The Lisbon treaty allows States' institutions to pronounce themselves if the think that a draft comply
or not with the principle of subsidiarity. It's the article 6 of the Protocol annexed to Lisbon treaty
which detailed this: “ Any Parliament or any chambers of a national Parliament may, within eight
weeks from the date of transmission of a draft legislative act, in the official languages of the Union,
send to the Presidents of the European Parliament, the Council and the Commission a reasoned
opinion stating why it considers that the draft in question does not comply with the principle of
subsidiarity.”
The article 7 of this protocol sets many powers for the Member States' parliament to express their
doubts about the respect of the principle of subsidiarity for a given legislative act.
Thus, the second paragraph of the article 7 states that “Where reasoned opinions on a draft
legislative act's non-compliance with the principle of subsidiarity represent at least one third of all
the votes allocated to the national Parliaments in accordance with the second sub-paragraph of
paragraph 1, the draft must be reviewed. […] After such review, the Commission or, where
appropriate, the group of Member States, the European parliament, the Court of Justice, the
European Central Bank or the European Investment Bank, if the draft legislative act originates from
them, may decide to maintain, amend or withdraw the draft. Reasons must be given for this
decision.
In the same idea, the third paragraph of the same article states that “Where reasoned opinions on the
non compliance of a proposal for a legislative act with the principle of subsidiarity represent at least
a simple majority of the votes allocated to the national Parliaments in accordance with the second
sub-paragraph of paragraph 1, the proposal must be reviewed. After such review, the Commission
may decide to maintain, amend or withdraw the proposal.
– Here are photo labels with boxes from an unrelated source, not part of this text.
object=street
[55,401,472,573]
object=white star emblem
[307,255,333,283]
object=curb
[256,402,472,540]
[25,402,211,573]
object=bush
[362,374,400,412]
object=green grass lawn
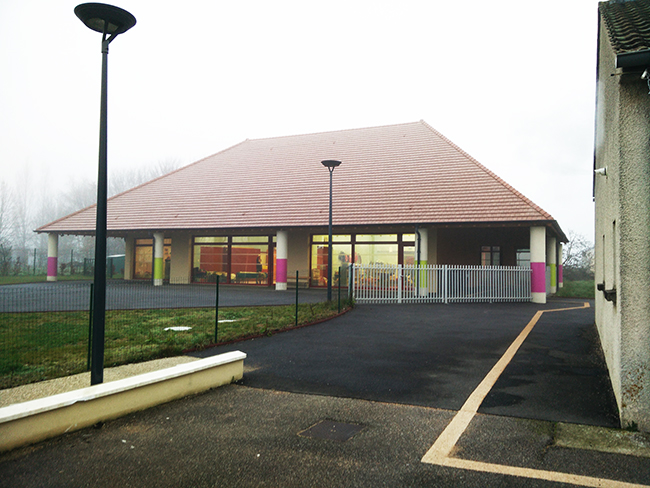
[556,280,594,299]
[0,302,350,388]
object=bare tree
[0,181,12,276]
[562,231,594,280]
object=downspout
[415,224,422,297]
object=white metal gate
[349,264,531,303]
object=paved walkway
[0,302,650,488]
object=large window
[192,236,273,285]
[481,246,501,266]
[310,234,415,286]
[133,239,172,280]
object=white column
[47,234,59,281]
[275,230,289,290]
[153,232,165,286]
[415,229,429,296]
[530,227,546,303]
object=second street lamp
[74,3,135,385]
[321,159,341,302]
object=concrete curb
[0,351,246,452]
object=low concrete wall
[0,351,246,452]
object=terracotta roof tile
[598,0,650,54]
[38,121,553,233]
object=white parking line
[422,302,650,488]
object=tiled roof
[38,121,561,233]
[598,0,650,54]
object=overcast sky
[0,0,598,239]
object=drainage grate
[298,420,365,442]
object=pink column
[530,227,546,303]
[557,242,564,288]
[47,234,59,281]
[275,230,289,290]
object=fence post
[296,270,300,327]
[86,283,95,371]
[214,275,221,344]
[442,264,449,304]
[397,264,402,303]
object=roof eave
[616,49,650,70]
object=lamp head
[321,159,341,169]
[74,3,136,36]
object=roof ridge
[244,120,424,142]
[34,139,248,232]
[420,120,555,220]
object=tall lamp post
[74,3,135,385]
[321,159,341,302]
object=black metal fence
[0,280,326,388]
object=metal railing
[350,264,531,303]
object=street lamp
[74,3,135,385]
[321,159,341,302]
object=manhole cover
[298,420,364,442]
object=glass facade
[310,234,415,286]
[192,236,275,285]
[481,246,501,266]
[133,239,172,280]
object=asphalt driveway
[195,301,619,427]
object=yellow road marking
[422,302,650,488]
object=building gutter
[616,49,650,69]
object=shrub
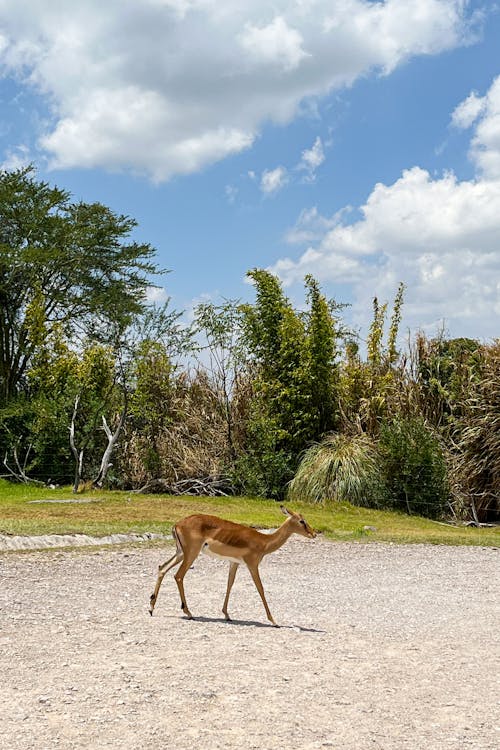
[380,417,449,518]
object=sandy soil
[0,538,500,750]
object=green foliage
[415,334,482,429]
[380,417,449,518]
[339,284,404,437]
[288,433,386,507]
[0,167,158,406]
[305,275,339,438]
[238,270,337,497]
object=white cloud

If it chooses to maintain the proposal, the
Commission will have, in reasoned opinion, to justify why it considers that the proposal complies
with the principle of subsidiarity.”
Those articles just permit to the Parliaments to express their opposition on an Act which according
doesn't respect the principle of subsidiarity. However this power is not like a veto. Indeed, the
proposal will just have to be reviewed and the Commission will have the last word, not the national
Parliaments.
However, the Council have a power which is close of the veto power. Indeed, the sub-paragraph (b)
of the paragraph 3 of the article 7 of the Protocol annexed to Lisbon treaty plans that a majority of
55% of the members of the Council or a majority of the votes cast in the European Parliament, the
legislator is of the opinion that the proposal is not compatible with the principle of subsidiarity, the
legislative proposal shall not be given further consideration. Judicial control of the principle has
also been improved within the Lisbon Treaty.
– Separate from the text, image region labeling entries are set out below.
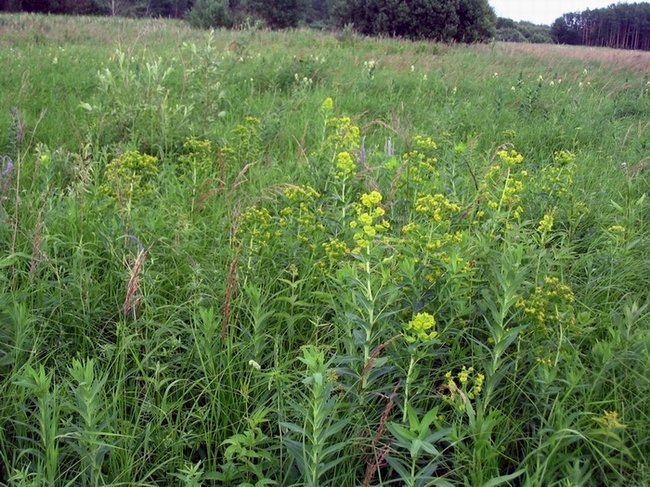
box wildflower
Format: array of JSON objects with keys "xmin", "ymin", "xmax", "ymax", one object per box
[
  {"xmin": 607, "ymin": 225, "xmax": 626, "ymax": 233},
  {"xmin": 361, "ymin": 191, "xmax": 382, "ymax": 208},
  {"xmin": 497, "ymin": 149, "xmax": 524, "ymax": 166},
  {"xmin": 537, "ymin": 213, "xmax": 553, "ymax": 233},
  {"xmin": 336, "ymin": 151, "xmax": 357, "ymax": 179},
  {"xmin": 0, "ymin": 156, "xmax": 14, "ymax": 176},
  {"xmin": 404, "ymin": 313, "xmax": 438, "ymax": 343}
]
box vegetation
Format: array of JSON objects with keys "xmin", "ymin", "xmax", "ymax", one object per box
[
  {"xmin": 496, "ymin": 17, "xmax": 555, "ymax": 44},
  {"xmin": 552, "ymin": 2, "xmax": 650, "ymax": 51},
  {"xmin": 0, "ymin": 14, "xmax": 650, "ymax": 487}
]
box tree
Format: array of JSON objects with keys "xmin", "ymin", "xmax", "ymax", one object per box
[
  {"xmin": 330, "ymin": 0, "xmax": 496, "ymax": 42},
  {"xmin": 186, "ymin": 0, "xmax": 232, "ymax": 29},
  {"xmin": 551, "ymin": 14, "xmax": 582, "ymax": 46},
  {"xmin": 245, "ymin": 0, "xmax": 307, "ymax": 29}
]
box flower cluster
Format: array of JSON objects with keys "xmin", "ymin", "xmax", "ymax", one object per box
[
  {"xmin": 221, "ymin": 117, "xmax": 262, "ymax": 164},
  {"xmin": 439, "ymin": 365, "xmax": 485, "ymax": 411},
  {"xmin": 336, "ymin": 151, "xmax": 357, "ymax": 179},
  {"xmin": 237, "ymin": 206, "xmax": 273, "ymax": 254},
  {"xmin": 278, "ymin": 185, "xmax": 325, "ymax": 251},
  {"xmin": 474, "ymin": 149, "xmax": 528, "ymax": 224},
  {"xmin": 415, "ymin": 193, "xmax": 460, "ymax": 222},
  {"xmin": 178, "ymin": 137, "xmax": 213, "ymax": 185},
  {"xmin": 350, "ymin": 191, "xmax": 390, "ymax": 248},
  {"xmin": 515, "ymin": 276, "xmax": 575, "ymax": 335},
  {"xmin": 404, "ymin": 313, "xmax": 438, "ymax": 343},
  {"xmin": 537, "ymin": 213, "xmax": 553, "ymax": 233},
  {"xmin": 497, "ymin": 149, "xmax": 524, "ymax": 167},
  {"xmin": 100, "ymin": 151, "xmax": 158, "ymax": 206},
  {"xmin": 540, "ymin": 150, "xmax": 576, "ymax": 197}
]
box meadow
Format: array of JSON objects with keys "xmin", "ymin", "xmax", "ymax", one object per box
[{"xmin": 0, "ymin": 14, "xmax": 650, "ymax": 487}]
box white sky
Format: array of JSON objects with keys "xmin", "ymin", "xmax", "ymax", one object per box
[{"xmin": 488, "ymin": 0, "xmax": 627, "ymax": 25}]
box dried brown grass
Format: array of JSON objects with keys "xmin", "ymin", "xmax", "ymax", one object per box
[{"xmin": 494, "ymin": 42, "xmax": 650, "ymax": 73}]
Indeed, according the article 8 of the protocol annexed to the Lisbon treaty, “the court of Justice of
the European Union shall have jurisdiction in actions on grounds of infringement of the principle of
subsidiarity by a legislative act, brought in accordance with the rules laid down in Article 263 of the
Treaty on the functioning of the European Union by Member States, or notified by them in
accordance with their legal order on behalf of their national parliament or a chamber thereof; In
accordance with the rules laid down in the said article, the committee of the regions may also bring
such actions against legislative acts for the adoption of which the treaty on the functioning of the
European Union provides that it be consulted.”
So we can see that the Lisbon treaty has greatly improved the control of the principle of
subsidiarity, the political control and the judicial one.